Market consistency was further highlighted by 72.5% of homes selling for at least their Home Report valuation – exactly the same proportion as last year. This signals that while bidding activity has eased slightly, competitive offers are still common across many areas.
Where Are Properties Selling Above Valuation?
Whilst most areas saw a small reduction in the percentage paid over Home Report valuations, West Fife & Kinross and Edinburgh bucked the trend, both experiencing an increase. In West Fife & Kinross, homes sold for an average of 103.2% of their valuation, a healthy rise of 1.9 percentage points. Edinburgh also saw a 0.1 percentage point increase, with properties achieving 101.9% of their valuation on average.
Even in areas where the percentage paid over valuation dipped slightly, homes are still achieving strong selling prices. East Lothian sellers secured 101.9% of Home Report valuation, while Midlothian properties achieved 101.2%, despite seeing a slight year-on-year decrease of 0.8 and 1.1 percentage points, respectively.
In Edinburgh, the East of the city saw the highest demand, with properties selling for an average of 103.5% of valuation. Looking closer, Willowbrae, Easter Road, and Portobello emerged as key hotspots, with buyers paying well over valuation to secure homes. Willowbrae led the way at 106.5%, closely followed by Easter Road at 106.3% and Portobello at 105.3%, reflecting strong competition in these sought-after locations.
Despite minor shifts, the overall picture remains positive – buyers continue to pay close to, or above, valuation in many areas, indicating a resilient and balanced market as we move further into 2025.
Scottish Rental Market Shrinks as Landlords Exit the Sector
According to an article published by Property118, Scotland’s private rental market is seeing a significant shift, with over half of landlords (53%) considering leaving the sector due to rent control proposals and growing regulatory pressures.
New analysis from the Scottish Association of Landlords (SAL) highlights increasing concerns among property owners, with stricter legislation leading to a steady decline in available rental homes.
The report estimates that 8.5% of rental properties were withdrawn from the market in 2024, following a 6.4% decline in 2023. If these trends continue, this could equate to the loss of around 52,225 rental properties over the past two years – approximately 14.9% of Scotland’s private rental stock.
The findings come as the Scottish Government proposes rent caps linked to inflation, aiming to strike a balance between tenant affordability and landlord sustainability.
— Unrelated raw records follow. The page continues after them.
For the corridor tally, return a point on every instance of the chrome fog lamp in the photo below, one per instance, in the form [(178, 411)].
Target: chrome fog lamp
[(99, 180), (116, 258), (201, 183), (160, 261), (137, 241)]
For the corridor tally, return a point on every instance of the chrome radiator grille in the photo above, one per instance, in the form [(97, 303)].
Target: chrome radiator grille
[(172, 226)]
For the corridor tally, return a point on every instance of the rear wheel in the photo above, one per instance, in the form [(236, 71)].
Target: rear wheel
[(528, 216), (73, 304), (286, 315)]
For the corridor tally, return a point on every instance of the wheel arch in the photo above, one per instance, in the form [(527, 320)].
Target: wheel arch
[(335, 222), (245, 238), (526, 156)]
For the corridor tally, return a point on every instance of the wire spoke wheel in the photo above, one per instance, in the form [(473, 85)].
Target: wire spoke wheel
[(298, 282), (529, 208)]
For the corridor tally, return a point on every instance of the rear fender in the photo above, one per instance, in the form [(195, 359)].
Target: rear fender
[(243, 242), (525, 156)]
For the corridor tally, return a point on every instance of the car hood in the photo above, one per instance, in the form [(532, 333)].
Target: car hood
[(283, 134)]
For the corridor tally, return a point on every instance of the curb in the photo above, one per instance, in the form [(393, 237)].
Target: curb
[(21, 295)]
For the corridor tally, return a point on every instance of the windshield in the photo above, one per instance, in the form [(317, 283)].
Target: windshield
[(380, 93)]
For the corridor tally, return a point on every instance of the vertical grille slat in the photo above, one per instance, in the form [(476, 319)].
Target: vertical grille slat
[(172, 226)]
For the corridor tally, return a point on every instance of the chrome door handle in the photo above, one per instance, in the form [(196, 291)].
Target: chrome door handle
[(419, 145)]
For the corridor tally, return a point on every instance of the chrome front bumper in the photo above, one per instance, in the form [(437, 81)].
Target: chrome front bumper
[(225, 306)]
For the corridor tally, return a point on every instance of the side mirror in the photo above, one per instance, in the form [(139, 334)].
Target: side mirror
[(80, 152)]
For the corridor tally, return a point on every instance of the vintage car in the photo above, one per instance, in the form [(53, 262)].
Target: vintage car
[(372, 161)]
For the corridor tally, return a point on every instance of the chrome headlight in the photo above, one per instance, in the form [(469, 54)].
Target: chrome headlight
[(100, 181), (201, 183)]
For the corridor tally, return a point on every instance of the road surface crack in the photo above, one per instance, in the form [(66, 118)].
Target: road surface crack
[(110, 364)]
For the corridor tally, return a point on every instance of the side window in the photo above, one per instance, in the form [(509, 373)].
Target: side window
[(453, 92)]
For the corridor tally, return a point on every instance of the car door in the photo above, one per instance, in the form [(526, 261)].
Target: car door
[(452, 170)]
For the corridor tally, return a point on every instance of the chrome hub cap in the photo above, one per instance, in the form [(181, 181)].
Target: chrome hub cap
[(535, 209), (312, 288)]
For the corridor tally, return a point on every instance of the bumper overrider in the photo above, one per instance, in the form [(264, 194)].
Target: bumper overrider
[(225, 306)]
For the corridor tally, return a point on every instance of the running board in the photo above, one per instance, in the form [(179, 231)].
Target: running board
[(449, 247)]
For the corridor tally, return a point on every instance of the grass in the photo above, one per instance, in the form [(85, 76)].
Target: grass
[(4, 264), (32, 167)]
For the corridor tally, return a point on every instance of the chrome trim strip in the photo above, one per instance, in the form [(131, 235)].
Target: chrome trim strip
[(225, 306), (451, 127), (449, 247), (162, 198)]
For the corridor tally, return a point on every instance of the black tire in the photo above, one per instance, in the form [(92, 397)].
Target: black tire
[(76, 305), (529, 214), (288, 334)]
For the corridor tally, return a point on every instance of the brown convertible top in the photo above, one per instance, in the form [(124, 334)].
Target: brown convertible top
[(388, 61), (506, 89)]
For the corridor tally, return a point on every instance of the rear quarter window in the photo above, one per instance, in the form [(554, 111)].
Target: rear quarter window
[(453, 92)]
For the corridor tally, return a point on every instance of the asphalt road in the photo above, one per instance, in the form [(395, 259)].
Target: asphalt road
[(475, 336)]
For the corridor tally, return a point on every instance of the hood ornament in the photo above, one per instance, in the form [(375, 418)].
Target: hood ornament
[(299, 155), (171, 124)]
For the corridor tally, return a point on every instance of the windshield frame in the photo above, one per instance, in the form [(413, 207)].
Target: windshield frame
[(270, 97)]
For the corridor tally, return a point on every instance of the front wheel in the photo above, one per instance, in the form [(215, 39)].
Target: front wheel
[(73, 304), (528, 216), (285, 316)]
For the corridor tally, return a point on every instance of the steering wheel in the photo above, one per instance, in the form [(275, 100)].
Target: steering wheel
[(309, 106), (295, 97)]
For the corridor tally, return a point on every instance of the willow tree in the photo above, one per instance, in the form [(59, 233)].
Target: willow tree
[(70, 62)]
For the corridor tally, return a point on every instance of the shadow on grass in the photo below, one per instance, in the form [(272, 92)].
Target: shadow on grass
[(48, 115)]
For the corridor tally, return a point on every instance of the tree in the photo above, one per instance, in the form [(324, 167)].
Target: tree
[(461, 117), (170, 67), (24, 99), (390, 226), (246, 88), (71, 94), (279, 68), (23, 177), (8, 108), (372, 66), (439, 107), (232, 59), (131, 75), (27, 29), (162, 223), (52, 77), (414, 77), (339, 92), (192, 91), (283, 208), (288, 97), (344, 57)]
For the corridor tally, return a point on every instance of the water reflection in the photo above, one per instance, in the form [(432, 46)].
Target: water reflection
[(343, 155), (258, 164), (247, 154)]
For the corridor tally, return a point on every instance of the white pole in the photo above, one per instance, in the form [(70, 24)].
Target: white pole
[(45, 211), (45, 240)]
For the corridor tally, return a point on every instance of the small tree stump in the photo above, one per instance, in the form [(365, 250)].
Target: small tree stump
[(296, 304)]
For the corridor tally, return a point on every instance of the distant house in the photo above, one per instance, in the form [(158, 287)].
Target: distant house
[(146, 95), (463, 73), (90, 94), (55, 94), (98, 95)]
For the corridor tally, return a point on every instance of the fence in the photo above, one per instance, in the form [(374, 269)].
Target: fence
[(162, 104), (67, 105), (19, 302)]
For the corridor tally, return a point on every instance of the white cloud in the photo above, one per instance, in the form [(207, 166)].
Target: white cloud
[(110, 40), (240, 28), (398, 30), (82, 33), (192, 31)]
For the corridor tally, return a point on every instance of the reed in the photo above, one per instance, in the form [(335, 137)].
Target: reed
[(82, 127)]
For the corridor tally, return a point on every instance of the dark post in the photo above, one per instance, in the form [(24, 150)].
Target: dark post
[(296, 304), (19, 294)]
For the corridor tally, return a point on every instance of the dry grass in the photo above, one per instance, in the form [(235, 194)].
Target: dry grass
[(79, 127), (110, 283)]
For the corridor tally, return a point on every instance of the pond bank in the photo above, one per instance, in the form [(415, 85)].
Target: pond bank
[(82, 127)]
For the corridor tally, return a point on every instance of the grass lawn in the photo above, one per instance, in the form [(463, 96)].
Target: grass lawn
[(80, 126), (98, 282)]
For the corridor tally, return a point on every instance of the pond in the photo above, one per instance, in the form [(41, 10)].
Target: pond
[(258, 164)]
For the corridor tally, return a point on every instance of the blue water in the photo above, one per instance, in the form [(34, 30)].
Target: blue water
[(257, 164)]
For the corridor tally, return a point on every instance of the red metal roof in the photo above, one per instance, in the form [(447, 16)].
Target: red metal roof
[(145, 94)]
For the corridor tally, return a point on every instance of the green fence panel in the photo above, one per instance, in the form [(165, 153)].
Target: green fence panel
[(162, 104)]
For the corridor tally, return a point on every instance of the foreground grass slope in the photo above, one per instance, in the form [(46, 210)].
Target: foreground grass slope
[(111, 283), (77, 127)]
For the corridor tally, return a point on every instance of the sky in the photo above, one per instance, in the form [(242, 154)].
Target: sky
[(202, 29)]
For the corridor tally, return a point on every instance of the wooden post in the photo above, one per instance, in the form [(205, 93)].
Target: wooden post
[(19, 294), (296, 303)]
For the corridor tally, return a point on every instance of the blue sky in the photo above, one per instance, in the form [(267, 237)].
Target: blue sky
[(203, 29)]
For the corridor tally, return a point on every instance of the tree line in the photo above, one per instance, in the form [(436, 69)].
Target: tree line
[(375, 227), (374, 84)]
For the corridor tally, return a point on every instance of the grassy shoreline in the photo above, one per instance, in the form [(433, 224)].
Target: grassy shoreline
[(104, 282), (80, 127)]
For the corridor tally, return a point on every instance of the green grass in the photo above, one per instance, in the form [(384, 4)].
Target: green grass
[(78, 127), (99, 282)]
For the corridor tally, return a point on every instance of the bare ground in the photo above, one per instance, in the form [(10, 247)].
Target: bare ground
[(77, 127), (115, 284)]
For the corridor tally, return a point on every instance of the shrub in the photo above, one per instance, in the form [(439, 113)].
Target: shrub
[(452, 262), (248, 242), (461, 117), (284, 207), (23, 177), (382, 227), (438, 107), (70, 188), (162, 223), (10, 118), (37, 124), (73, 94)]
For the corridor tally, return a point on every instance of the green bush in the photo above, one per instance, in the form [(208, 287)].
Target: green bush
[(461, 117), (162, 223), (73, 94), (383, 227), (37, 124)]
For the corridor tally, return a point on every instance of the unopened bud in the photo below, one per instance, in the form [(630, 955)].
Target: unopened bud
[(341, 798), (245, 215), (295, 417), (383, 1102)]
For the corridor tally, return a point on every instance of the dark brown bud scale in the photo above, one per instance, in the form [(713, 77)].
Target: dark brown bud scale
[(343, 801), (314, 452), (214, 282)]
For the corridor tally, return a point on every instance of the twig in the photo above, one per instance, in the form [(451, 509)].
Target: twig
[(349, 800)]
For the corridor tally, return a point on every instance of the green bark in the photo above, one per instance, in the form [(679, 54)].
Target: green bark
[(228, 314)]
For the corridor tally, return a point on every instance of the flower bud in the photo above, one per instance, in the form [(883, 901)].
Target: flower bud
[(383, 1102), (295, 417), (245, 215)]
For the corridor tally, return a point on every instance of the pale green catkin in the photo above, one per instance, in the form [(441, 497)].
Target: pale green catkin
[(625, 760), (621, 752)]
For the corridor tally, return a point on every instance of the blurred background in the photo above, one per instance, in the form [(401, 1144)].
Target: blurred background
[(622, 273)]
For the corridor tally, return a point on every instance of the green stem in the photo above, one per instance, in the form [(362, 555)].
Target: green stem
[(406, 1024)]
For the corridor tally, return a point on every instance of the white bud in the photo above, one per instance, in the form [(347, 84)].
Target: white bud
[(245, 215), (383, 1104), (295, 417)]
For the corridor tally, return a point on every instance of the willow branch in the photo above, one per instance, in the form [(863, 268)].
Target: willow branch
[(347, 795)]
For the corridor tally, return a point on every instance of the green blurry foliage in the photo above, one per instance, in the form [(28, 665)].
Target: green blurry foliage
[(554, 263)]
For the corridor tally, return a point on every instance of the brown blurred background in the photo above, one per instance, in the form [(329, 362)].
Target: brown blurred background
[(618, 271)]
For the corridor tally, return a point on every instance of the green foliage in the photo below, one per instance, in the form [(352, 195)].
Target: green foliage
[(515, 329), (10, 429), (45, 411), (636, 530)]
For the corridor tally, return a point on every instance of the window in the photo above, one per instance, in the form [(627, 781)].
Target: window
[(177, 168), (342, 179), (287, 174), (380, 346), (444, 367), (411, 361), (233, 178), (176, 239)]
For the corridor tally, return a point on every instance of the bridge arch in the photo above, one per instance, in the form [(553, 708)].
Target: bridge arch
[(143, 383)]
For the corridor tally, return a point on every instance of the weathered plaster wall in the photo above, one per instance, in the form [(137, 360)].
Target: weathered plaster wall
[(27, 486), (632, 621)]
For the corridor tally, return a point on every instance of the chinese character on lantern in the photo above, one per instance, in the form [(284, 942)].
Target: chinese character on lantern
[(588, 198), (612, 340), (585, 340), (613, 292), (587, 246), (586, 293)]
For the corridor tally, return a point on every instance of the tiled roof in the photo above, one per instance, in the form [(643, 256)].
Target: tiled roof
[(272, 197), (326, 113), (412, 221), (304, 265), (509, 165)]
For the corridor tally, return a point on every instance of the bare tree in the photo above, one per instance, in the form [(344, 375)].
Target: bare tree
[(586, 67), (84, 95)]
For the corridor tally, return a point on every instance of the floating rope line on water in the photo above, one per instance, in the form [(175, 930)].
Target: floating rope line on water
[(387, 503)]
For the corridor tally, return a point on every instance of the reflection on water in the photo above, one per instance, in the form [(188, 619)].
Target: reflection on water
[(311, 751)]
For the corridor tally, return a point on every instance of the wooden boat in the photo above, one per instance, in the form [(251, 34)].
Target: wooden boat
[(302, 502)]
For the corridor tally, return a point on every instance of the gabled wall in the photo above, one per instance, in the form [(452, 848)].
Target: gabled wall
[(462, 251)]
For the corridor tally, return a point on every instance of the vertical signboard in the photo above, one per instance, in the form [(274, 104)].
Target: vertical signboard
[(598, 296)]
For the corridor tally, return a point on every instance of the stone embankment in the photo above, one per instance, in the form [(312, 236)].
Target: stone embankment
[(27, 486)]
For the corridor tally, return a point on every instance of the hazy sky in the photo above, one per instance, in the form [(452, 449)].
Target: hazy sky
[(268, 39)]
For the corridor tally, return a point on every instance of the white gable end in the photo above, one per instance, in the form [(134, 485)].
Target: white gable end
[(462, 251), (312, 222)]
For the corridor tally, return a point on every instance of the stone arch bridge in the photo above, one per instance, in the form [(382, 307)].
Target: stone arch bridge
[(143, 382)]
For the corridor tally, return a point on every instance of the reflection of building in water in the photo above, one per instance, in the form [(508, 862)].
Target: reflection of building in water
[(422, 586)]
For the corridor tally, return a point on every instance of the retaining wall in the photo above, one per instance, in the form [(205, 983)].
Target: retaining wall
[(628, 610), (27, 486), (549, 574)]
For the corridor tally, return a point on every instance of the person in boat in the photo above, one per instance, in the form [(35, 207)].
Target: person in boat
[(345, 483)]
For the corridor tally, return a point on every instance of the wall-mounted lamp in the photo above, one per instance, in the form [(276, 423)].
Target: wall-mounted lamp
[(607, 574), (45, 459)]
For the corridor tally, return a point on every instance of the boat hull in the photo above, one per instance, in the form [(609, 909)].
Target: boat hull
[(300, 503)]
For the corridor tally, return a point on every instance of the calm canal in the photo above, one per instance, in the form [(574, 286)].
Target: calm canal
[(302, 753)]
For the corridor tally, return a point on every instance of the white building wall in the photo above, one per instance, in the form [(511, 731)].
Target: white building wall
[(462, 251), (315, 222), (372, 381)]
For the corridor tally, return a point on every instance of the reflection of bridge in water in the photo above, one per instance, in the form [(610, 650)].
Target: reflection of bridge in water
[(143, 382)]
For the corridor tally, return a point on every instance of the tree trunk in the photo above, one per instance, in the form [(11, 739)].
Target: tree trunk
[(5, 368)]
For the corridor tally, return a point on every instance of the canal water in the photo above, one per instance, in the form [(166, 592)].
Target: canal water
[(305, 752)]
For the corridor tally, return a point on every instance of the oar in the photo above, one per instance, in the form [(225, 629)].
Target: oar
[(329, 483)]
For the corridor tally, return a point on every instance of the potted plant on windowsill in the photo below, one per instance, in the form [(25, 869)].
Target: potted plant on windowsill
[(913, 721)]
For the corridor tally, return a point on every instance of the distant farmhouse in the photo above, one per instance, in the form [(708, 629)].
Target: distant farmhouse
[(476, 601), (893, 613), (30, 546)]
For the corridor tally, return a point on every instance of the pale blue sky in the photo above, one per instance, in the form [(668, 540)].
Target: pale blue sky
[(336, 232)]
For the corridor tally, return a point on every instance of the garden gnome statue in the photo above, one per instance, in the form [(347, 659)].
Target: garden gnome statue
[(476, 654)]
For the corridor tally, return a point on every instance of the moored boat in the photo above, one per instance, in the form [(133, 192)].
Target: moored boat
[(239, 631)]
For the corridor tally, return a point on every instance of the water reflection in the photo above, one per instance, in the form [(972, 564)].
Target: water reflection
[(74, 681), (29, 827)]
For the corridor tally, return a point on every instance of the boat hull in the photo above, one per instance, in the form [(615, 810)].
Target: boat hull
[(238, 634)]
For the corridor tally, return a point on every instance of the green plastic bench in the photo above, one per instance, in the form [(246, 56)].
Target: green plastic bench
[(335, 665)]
However, many landlords feel the ongoing regulatory changes create an uncertain and unviable investment landscape, prompting them to sell up.
What Does this Mean for Private Buyers & Sellers?
The shift in Scotland’s rental market presents opportunities for private buyers and sellers. With more landlords selling up, first-time buyers and home movers could benefit from a wider choice of properties, potentially easing competition in certain areas. A surge in supply may also help stabilise property prices, making homeownership more accessible.
As Scotland’s property market continues to evolve, the impact of landlords leaving the sector will become clearer. For now, buyers may find greater opportunities while renters navigate growing uncertainty in an increasingly competitive market.